Herman Miller, Inc., has an environmentally friendly solution to this problem. The new Aeron work stool is designed to be comfortable as well as easily adjustable so it can suit whatever your needs are. It is designed to include the latest ergonomic advances to accommodate your back, but what really sets it apart is the adjustable footring that lets you control its height. The stool itself is available in two versions, one that adjusts from 24.5 to 29 inches for 36-inch workspaces, and another more suitable for 42-inch-high places that adjusts from 27.5 to 34 inches.

Those who "think green" when it comes to buying furniture for their facilities will be impressed with what the Aeron is made of - specifically 68 percent recycled content, with each chair's frame and back being made from approximately 50 recycled two-liter plastic bottles. The chair itself is 94 percent recyclable and is Greenguard-certified.

Prices for the Aeron work stool start at $1,300. For more information, go to www.hermanmiller.com, call (616) 654-3000 or circle number 167 on your Reader Service Card.

Source Medical's SurgiSource 4.4
Upgrade Billing, Scheduling, Reporting and Inventory Management with One Program
Practice administrators who made a New Year's resolution to improve their information management systems may want to consider Source Medical's SurgiSource Release 4.4 as one of their options.
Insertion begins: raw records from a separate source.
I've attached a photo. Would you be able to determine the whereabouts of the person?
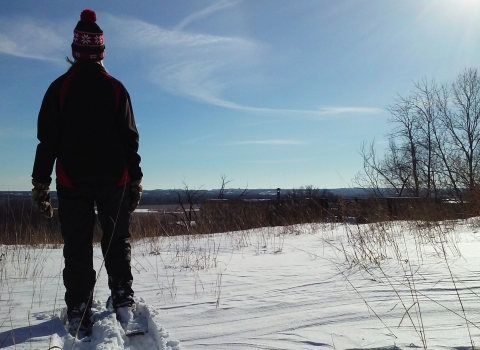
[32,9,143,336]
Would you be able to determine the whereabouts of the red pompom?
[80,9,97,22]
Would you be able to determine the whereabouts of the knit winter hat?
[72,9,105,62]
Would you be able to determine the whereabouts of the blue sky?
[0,0,480,190]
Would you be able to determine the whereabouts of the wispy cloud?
[107,14,383,119]
[0,128,37,139]
[0,16,73,62]
[0,10,383,119]
[174,0,240,30]
[245,158,315,164]
[228,140,305,146]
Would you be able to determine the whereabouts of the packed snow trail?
[1,299,180,350]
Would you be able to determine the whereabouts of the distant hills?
[0,188,368,206]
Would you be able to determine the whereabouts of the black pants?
[57,184,133,311]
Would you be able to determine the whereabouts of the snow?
[0,219,480,350]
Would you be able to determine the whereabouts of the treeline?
[355,68,480,203]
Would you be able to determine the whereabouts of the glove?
[128,180,143,213]
[32,181,53,219]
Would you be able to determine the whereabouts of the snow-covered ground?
[0,220,480,350]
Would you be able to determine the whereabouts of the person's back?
[32,10,143,336]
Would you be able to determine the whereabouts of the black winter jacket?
[32,62,142,188]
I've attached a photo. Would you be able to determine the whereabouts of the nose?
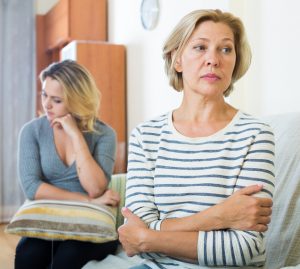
[206,51,219,67]
[43,98,51,109]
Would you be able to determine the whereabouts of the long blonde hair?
[40,60,101,132]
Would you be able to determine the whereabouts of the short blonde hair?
[163,9,251,96]
[40,60,100,132]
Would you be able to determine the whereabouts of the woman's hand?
[118,208,149,257]
[51,114,80,138]
[91,189,120,206]
[215,185,273,232]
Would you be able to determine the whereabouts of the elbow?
[88,181,107,199]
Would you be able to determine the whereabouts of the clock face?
[141,0,159,30]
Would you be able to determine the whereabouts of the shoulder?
[94,120,116,138]
[132,112,171,135]
[20,116,49,135]
[235,112,273,135]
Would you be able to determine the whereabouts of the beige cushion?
[5,174,126,243]
[5,200,117,243]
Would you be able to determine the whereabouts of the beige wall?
[108,0,228,133]
[37,0,300,133]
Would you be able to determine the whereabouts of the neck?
[173,93,237,123]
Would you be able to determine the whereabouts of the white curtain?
[0,0,36,223]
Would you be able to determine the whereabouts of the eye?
[194,45,206,51]
[53,99,62,104]
[221,47,232,54]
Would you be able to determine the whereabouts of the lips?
[201,73,220,81]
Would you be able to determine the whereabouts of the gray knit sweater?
[18,116,116,199]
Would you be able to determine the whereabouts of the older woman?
[119,10,274,268]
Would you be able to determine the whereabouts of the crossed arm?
[19,114,119,205]
[119,126,274,266]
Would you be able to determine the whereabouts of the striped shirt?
[126,111,274,268]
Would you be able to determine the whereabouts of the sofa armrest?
[109,173,126,229]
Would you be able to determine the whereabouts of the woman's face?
[42,77,69,122]
[175,21,236,97]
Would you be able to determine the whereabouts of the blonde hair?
[40,60,100,132]
[163,9,251,96]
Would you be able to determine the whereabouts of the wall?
[36,0,300,136]
[108,0,300,132]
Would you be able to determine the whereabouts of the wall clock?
[141,0,159,30]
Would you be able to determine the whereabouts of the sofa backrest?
[262,113,300,269]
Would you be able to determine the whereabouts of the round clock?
[141,0,159,30]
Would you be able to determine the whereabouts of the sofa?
[83,113,300,269]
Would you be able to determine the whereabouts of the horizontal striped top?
[126,111,274,268]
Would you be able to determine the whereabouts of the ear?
[171,50,182,73]
[174,58,182,73]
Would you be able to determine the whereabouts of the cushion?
[109,174,126,229]
[5,174,126,243]
[263,113,300,268]
[5,200,117,243]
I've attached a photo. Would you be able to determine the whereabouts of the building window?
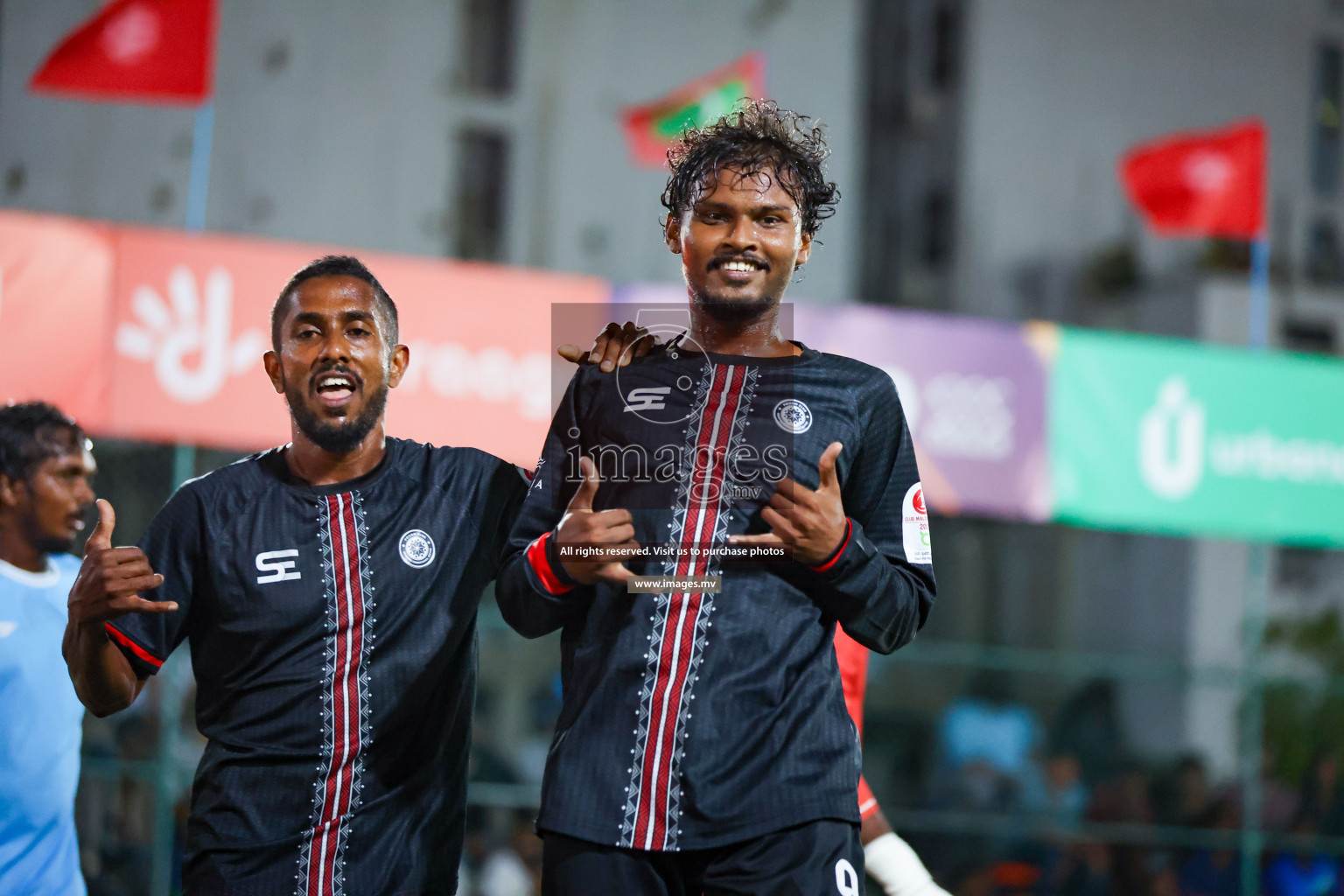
[1306,218,1344,286]
[452,130,508,262]
[1312,45,1344,196]
[928,4,961,90]
[1284,317,1334,354]
[458,0,517,97]
[920,186,951,270]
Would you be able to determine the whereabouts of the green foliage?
[1264,607,1344,782]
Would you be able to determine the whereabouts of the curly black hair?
[662,100,840,236]
[0,402,88,482]
[270,256,398,352]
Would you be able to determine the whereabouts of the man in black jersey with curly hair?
[496,102,934,896]
[65,256,636,896]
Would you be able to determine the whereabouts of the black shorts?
[542,819,864,896]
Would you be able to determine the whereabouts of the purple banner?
[612,284,1051,522]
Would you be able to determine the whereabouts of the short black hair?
[270,256,398,352]
[662,100,840,236]
[0,402,86,482]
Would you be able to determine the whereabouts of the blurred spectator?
[1264,813,1340,896]
[1298,748,1344,836]
[476,813,542,896]
[1088,760,1153,894]
[1021,755,1088,830]
[1153,753,1212,828]
[938,669,1041,811]
[1050,678,1126,788]
[1180,798,1242,896]
[1053,843,1113,896]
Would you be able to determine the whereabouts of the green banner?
[1050,329,1344,545]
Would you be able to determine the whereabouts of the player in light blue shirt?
[0,402,94,896]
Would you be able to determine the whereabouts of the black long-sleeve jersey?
[496,349,934,850]
[108,439,527,896]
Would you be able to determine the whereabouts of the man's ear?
[387,346,411,388]
[261,351,285,395]
[793,234,812,270]
[0,472,24,509]
[662,214,682,256]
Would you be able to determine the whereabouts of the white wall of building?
[0,0,859,299]
[957,0,1327,317]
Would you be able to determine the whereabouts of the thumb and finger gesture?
[555,321,659,374]
[555,457,640,584]
[68,499,178,625]
[729,442,845,565]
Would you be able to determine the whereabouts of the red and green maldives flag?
[621,52,765,168]
[1119,120,1267,239]
[28,0,216,105]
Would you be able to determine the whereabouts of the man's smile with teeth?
[313,374,355,400]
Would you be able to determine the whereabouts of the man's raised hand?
[555,457,640,584]
[68,499,178,626]
[729,442,847,565]
[555,321,659,374]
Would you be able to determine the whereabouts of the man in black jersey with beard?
[65,256,645,896]
[496,102,934,896]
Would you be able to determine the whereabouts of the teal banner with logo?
[1050,329,1344,547]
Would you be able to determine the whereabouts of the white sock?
[863,833,948,896]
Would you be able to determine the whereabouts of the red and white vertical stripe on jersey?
[634,366,747,849]
[301,493,366,896]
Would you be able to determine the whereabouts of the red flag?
[28,0,215,105]
[1119,120,1266,239]
[621,52,765,168]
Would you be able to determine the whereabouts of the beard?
[692,293,780,324]
[285,382,388,454]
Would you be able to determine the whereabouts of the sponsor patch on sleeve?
[900,482,933,564]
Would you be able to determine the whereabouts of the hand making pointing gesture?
[70,499,178,626]
[555,457,640,584]
[729,442,847,565]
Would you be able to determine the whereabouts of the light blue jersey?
[0,555,86,896]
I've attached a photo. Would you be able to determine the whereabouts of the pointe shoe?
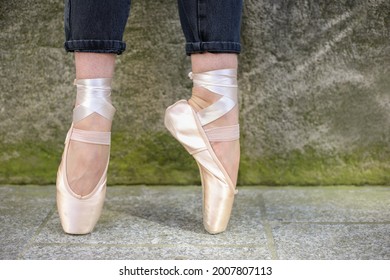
[56,79,115,234]
[164,69,239,234]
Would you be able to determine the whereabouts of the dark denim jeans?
[65,0,243,55]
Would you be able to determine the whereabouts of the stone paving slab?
[0,186,390,260]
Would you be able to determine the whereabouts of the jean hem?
[64,40,126,55]
[185,41,241,55]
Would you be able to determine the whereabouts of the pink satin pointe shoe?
[57,79,115,234]
[165,69,239,234]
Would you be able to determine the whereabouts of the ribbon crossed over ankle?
[188,69,240,141]
[73,79,115,123]
[65,78,115,145]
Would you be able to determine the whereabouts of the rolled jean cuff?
[186,42,241,55]
[64,40,126,55]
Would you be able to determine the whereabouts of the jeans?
[64,0,243,55]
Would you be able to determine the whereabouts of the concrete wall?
[0,0,390,185]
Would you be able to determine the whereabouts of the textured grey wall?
[0,0,390,184]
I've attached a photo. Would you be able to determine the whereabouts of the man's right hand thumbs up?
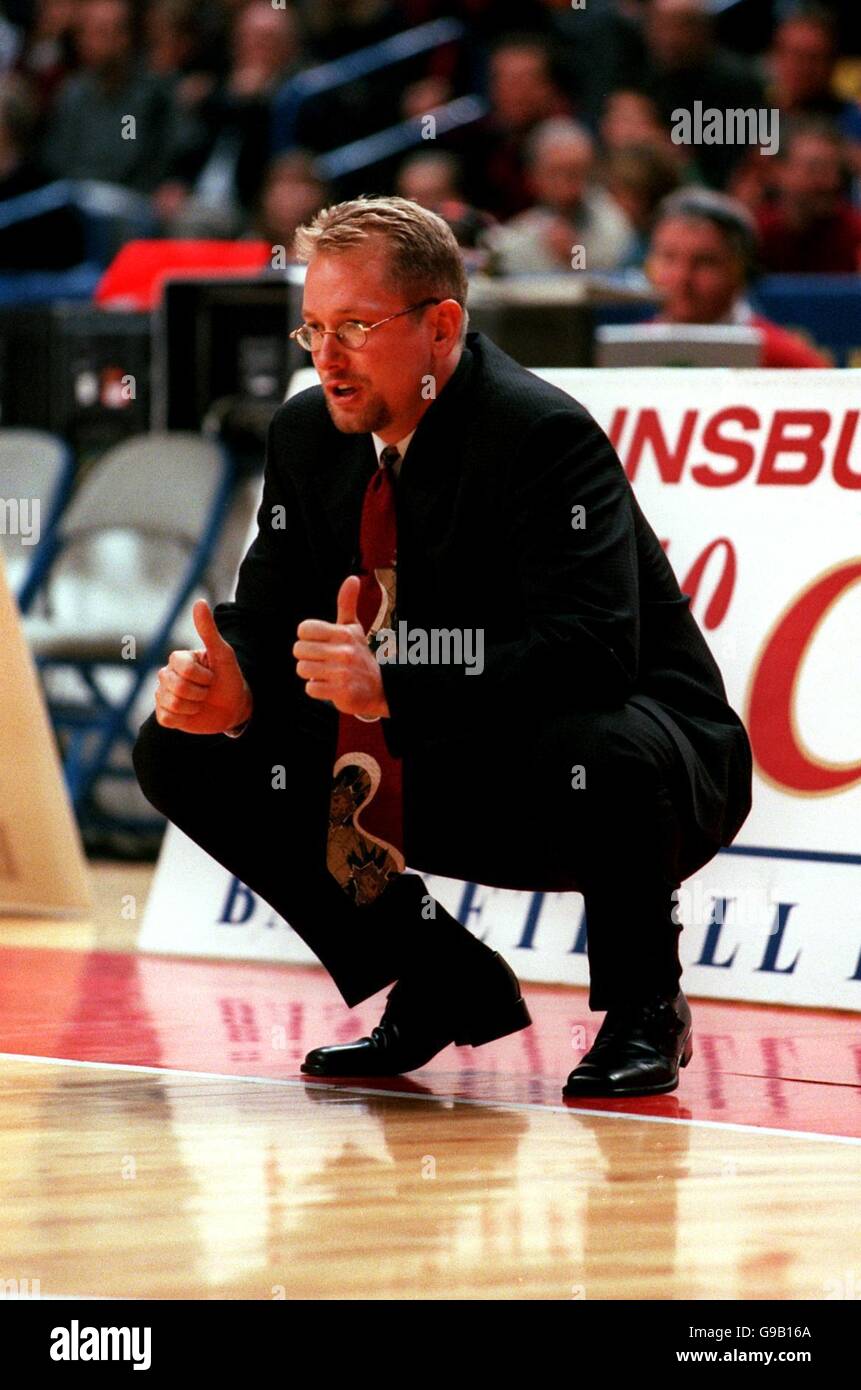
[156,599,252,734]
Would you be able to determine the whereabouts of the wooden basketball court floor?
[0,865,861,1300]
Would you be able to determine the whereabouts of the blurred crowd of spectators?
[0,0,861,314]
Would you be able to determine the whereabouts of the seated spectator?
[765,4,857,139]
[446,33,572,220]
[758,122,861,274]
[641,0,764,188]
[396,150,497,271]
[645,189,829,367]
[42,0,198,193]
[0,72,85,270]
[15,0,78,117]
[485,120,636,274]
[604,145,680,267]
[161,0,303,236]
[395,150,460,213]
[246,150,330,259]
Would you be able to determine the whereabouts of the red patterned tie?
[327,445,405,906]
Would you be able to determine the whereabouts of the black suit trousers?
[134,705,718,1009]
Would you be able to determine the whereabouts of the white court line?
[0,1052,861,1145]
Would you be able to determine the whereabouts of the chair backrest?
[39,431,235,653]
[60,430,225,548]
[0,428,75,596]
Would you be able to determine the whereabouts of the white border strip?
[0,1052,861,1147]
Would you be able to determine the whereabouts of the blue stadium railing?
[271,19,466,154]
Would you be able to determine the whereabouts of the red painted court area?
[0,947,861,1138]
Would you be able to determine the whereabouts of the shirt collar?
[371,428,416,467]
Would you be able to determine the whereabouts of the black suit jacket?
[214,332,751,859]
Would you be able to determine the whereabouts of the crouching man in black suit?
[135,197,751,1097]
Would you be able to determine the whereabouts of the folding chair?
[25,431,235,830]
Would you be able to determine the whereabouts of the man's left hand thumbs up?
[335,574,364,637]
[293,574,389,719]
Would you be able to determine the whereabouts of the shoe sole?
[299,998,533,1077]
[562,1037,694,1101]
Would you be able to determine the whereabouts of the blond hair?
[293,195,469,342]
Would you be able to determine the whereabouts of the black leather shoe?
[562,990,694,1099]
[300,951,533,1076]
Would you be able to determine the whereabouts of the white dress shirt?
[224,428,416,738]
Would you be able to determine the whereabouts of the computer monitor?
[595,324,762,367]
[152,265,307,430]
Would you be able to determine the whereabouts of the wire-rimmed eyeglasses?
[289,299,442,352]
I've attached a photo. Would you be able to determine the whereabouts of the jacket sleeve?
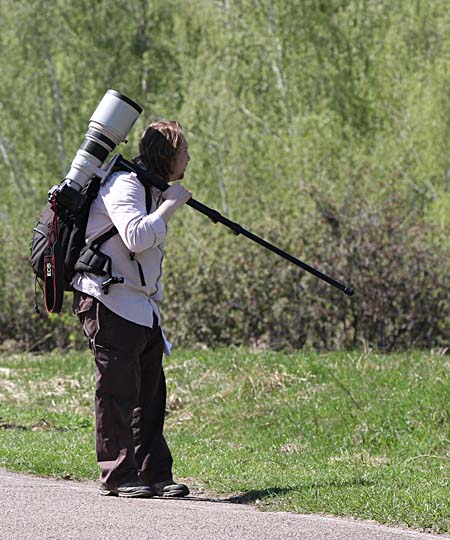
[100,173,167,253]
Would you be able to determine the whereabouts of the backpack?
[30,167,151,313]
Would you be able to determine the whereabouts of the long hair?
[137,120,183,182]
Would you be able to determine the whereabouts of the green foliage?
[0,0,450,349]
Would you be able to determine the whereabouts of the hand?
[157,184,192,223]
[161,184,192,208]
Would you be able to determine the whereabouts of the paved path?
[0,469,448,540]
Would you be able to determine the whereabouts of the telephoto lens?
[56,90,142,214]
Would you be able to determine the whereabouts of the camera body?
[49,90,142,214]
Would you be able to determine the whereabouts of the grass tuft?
[0,349,450,533]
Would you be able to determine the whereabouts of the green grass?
[0,349,450,532]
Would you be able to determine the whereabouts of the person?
[72,120,192,497]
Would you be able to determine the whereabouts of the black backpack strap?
[89,227,119,248]
[75,227,123,294]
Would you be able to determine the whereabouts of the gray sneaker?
[100,482,155,499]
[151,480,189,497]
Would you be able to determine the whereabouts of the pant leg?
[74,294,146,487]
[133,320,173,484]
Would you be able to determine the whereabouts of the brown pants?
[73,291,172,488]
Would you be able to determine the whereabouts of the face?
[170,135,191,180]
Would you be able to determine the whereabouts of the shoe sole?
[99,489,155,499]
[160,488,189,499]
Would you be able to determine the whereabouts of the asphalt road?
[0,469,448,540]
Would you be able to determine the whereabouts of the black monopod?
[114,154,354,296]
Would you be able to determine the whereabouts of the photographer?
[72,121,191,497]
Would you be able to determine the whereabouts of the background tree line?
[0,0,450,350]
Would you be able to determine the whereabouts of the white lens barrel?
[65,149,102,191]
[89,90,142,150]
[65,90,142,192]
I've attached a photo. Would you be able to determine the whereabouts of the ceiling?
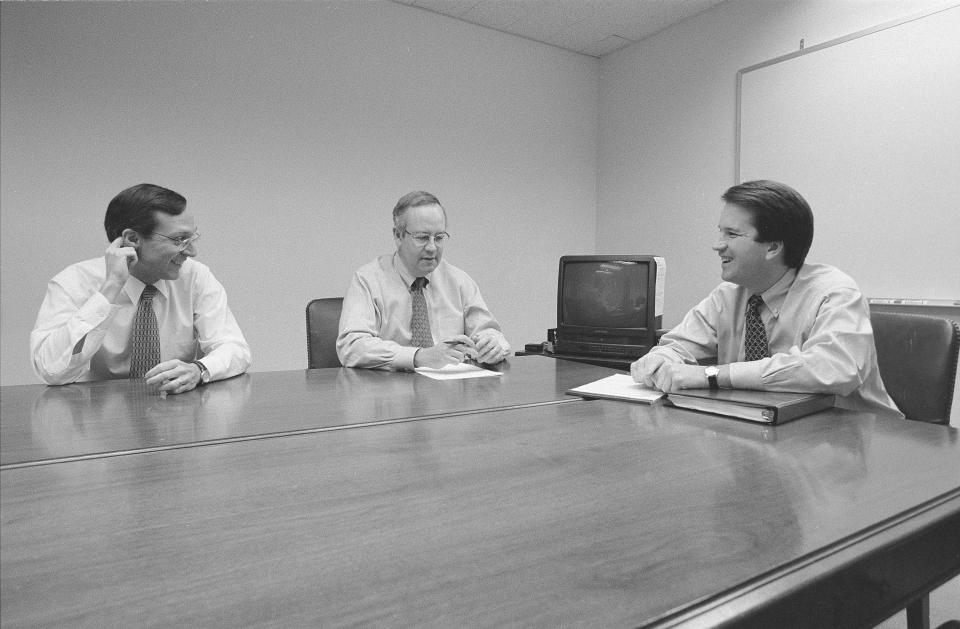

This software is designed to help ASCs streamline their financial processes to make everything from billing to reporting easier.

With this new version, users can capture and report primary payer numbers and electronically submit secondary claims. They can also use the new adjustment screen to input more information at the line-item level and, if they use Emdeon as their claims clearinghouse and electronically bill Medicare secondary claims with the appropriate adjustment codes. The inventory module now accommodates up to 10 characters of vendor numbers to give more support to multi-vendor supply ordering, while a new outbound export function eliminates dual entry of demographic and scheduling data for those using SourcePlus EHR technology. There are many more enhancements designed to make the whole process move more efficiently and productively for anyone, says the company.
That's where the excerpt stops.